The subtitle of this book is Create Your Own Domain-Specific and General Programming Languages and the mention of Domain Specific Languages (DSLs) is probably a bit of a red herring. DSLs were, and maybe still are, one of the over-hyped ideas introduced because the developer world seemed to have run out of new and trendy acronyms that promised to solve all current and future problems.
DSLs are occasionally useful but mostly overkill. Even if you think that DSLs are a great idea and you want to get involved in creating one then this book probably isn't the way to go. DSLs need extensive new tools that make their construction easy - such as Microsoft's Visualization and Modeling SDK. This book takes a very traditional syntax and parsing approach to language creation - and if this is what you want it happens to be very good indeed.
If you have ever done a course on compiler theory or syntax you might well have failed to see the relevance of much of the deep and complex theory of formal languages to the actual problem of implementing a real computer language. (See Grammar and Torture for an overview.)
What this book does is cover more or less the same ground as a traditional course or that of the best known book on the topic - the so called "Dragon" book because of its cover illustration - Compilers: Principles, Techniques, and Tools (see sidebar) - but it does it in a readable and practically-oriented way.
The only minor problems with the book are that it keeps on making references to DSLs as motivation, which I found irrelevant, and it uses the ANTLR parser, which is fine as long as you want to use the ANTLR parser.
The book is divided into four sections. The first, "Getting started with parsing", is an introduction to the problem that you are going to be solving. It introduces phrase structured grammars very slowly and gently - all the while making the connection with why you should be interested in this theory.
Chapter 2 gets as far as LL(k) recursive descent parsing and succeeds in making it seem like the obvious way of tackling the problem. The really good thing about this part of the book is that, even though it's on syntax, it manages to make and keep the connection between syntax and semantics, i.e. code or behaviour generation, clear.
Part Two is on Analysing Languages and with this title it might be expected to get somewhat abstract. The good news is that it remains practical and code-based. In this section we learn about constructing syntax trees using ANTLR, walking and rewriting trees, managing symbols and symbol tables and managing types. If you have encountered any of this material in courses or books that left you baffled as why you were bothering then try again with this book and understand what it's all about.

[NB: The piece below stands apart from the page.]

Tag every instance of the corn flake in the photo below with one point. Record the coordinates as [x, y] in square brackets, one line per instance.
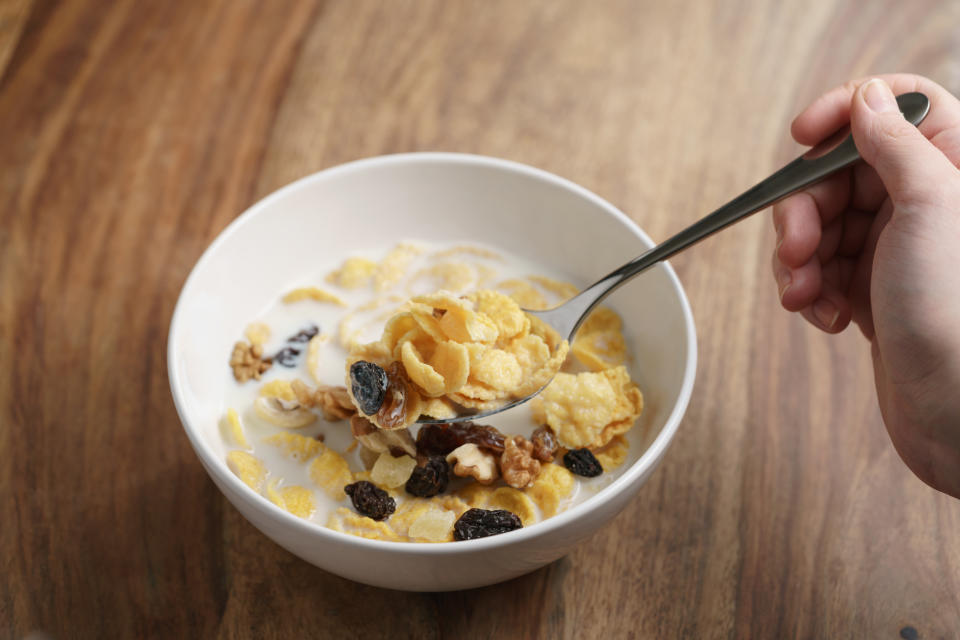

Part Three is on building interpreters and it it continues to be practical with a discussion of both high level and bytecode interpreters. You don't get details of any particular bytecode interpreter or how to use say the Java Virtual Machine. This is a section that deals with the different ways that interpreters can be implemented - stack based versus register based for example.
The final part is about translating and generating languages and if the book is about DSLs then this is the section that delivers on that promise. What it is really about is finding some small languages to give examples of the previous sections' ideas in action. We see a language for building 3D scenes, XML, configuration files, adding new type to Java and so on. This section makes a nice rounding off to the book.
The need to introduce languages into your applications isn't something that is common but it is a lot of fun. Even a little knowledge of syntax and grammar can allow you to think about some tasks - like processing your applications' configuration files - in a different way. You often don't need a full parser. Just a regular expression facility and a few recursive functions will often allow you to create something more advanced than a simple name value pair type system. Of course if you are interested in implementing your own language or getting involved in an existing language project then you simply have to read this book.
If you want to know about the implementation of computer languages then buy and read a copy of this book - it's great fun!